Why I'll risk my life for Ebola patients
Hundreds of foreign aid workers are in West Africa treating people with Ebola. One of them is Cokie van der Velde who has just flown from the UK to Liberia. She explains why she has left the safety of her home to face the deadly virus.
I was first in Liberia five weeks ago and I believe the situation is now much worse. Back then, our treatment centres had already run out of room and we were starting to put people in corridors.
In the centre, people groan and cry out - the smell of blood, diarrhoea and vomit is awful - unfortunately there is also a very pervading smell of dead bodies.
I can only leave it to your imagination to understand what a pile of bodies smells like after a week in very hot, moist surroundings - it makes you feel sick quite a lot of the time.
I am responsible for infection control which means that my first job is to ensure the safety of the people I work with and of myself. We have to wear our scrubs, then two or three pairs of gloves, a completely waterproof suit and a head covering, a mask, goggles and a big apron over the top.
It's incredibly hot and humid - when you undress back to the scrubs afterwards it looks like someone has just poured a bucket of water over you.
I try to go round the patients and help where I can and give them some water. I'll change and wash patients and just try and give some physical contact to each person because nobody else will touch them, nobody else has been near them for days. They must feel very lonely and very frightened.
I don't know how much comfort I am bringing to people when I'm dressed in a mask and goggles and completely covered from head to foot. If we have children at the treatment centre, which we quite often do, I'll try to bring them some toys and have a little game with them if I can.
Depending on how many people have died, I'll then start the very unpleasant job of moving the bodies.
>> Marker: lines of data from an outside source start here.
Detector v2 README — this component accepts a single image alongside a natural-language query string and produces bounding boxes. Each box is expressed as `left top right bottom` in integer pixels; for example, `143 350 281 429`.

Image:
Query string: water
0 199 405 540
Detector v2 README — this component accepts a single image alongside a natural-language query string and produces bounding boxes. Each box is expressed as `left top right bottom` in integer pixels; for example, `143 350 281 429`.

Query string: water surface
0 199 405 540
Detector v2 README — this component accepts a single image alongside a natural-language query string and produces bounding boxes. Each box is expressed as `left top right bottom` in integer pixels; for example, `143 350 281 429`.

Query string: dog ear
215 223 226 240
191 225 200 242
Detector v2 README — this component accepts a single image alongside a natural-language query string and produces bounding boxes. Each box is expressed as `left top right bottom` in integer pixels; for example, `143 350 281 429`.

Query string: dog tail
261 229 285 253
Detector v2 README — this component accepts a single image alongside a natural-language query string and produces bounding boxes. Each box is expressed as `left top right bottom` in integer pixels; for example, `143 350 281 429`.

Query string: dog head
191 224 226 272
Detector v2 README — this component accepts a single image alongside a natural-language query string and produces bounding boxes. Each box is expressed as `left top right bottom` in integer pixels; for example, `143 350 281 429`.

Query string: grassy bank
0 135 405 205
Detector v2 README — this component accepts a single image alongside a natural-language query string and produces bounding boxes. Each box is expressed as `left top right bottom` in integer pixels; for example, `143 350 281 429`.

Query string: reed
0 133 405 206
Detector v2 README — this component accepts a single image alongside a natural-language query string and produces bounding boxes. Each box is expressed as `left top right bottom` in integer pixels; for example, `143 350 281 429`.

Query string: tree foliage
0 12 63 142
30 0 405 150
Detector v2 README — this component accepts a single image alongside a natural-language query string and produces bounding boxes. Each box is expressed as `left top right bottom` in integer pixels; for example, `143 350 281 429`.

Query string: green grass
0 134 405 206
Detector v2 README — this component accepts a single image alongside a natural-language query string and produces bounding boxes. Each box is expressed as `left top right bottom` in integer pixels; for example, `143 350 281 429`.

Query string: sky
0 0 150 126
We put people in body bags, we write the names on the body bags and we move them to the morgue.
If the relatives want to come and see the body and say goodbye, we set up a viewing and I try to make that as pleasant as I can - if that's at all possible. I'll put flowers round the body bag and if it's a child I'll put some toys around them. I'll also put the toys in the body bag with them when we seal it up.
You can't let the relatives touch the body - they are just allowed to view it and then we seal it up forever. It's a very sad moment.
I do feel fear, I can't deny that.
Last time I was in Liberia, sometimes I'd think, "I feel a bit feverish", or I'd wake up during the night and take my temperature. If I had a slight sore throat - one of the first signs of Ebola - I'd start to worry I had the virus.
There is always an element of risk when I work for MSF - I could be caught in crossfire, I could always pick up a nasty disease and there's the small chance of kidnap. And normally I would put that risk at about one in 1,000. So it's not that high. But I must admit, when I sat down and thought about it, I would say the risk for me now is about one in 10.
I've made sure that my will and my house and everything are in order so that if for some reason I don't come back at least it will be easy for my relatives to carry on. I have had my children, I've had my grandchildren and of course I still want to be part of their lives but it's not like I'm leaving small children behind. I think it's ok for me to go and risk my life and my family understands.
I've been doing this type of work for 12 years and they are used to the fact that I go away but this time it is more concerning for them.
If they don't hear from me for a while they do start to get very worried but they accept this is something I feel that I have to do and I think in a way they are a little bit proud that I'm willing to risk my own life to help others.
One of the reasons I enjoy working for MSF is the challenge. Before I started working for them, one of my passions was rock climbing. So it is probably something in my personality that makes me accept these challenges.
I go partly because of my belief that there should be social justice in the world - that there should be some sort of equality. The people I'm helping are part of the human race, part of humanity - in that respect, all people for me are the same. I feel I have as much obligation to help a stranger as I do to help someone I know.
That last time I was in Liberia I must have moved hundreds of bodies but only three people survived during the month that I was there. I don't think you can see that many bodies without viewing death in a different way.
I try to always make sure that the team I'm working with stops for a moment to say goodbye to the person before we put them in the body bag. We still try to keep a reverence for the dead. Even though I'm not religious, I hope I can bring some sort of spirituality to that moment and some respect to the grieving of the relatives.
Putting all these bodies into body bags, I sometimes can't help imagining my own body being put into one - I especially think about that in the middle of the night. It's made me think about my own death and what will happen when I die. But when you see so much death, you accept that this is really just part of life - that we live and die.
That doesn't cheapen people's lives but I think it brings home to me the reality of death, whereas in our society, or at least in my life, death is sort of ignored. It's something that happens but you keep it in the back of your mind. Now it's very much in the front of my mind and I accept that it will eventually happen, sooner or later.
I do enjoy my job, I don't think you could do what I do if you didn't enjoy your work. I can't say I particularly enjoy working with dead bodies but there's a lot of camaraderie - there's a satisfaction when you do get it right and eventually we will get this epidemic under control.
When that happens there will be great elation and the satisfaction of knowing I did a job that maybe not everyone could have done and that I played a small part in helping to overcome this.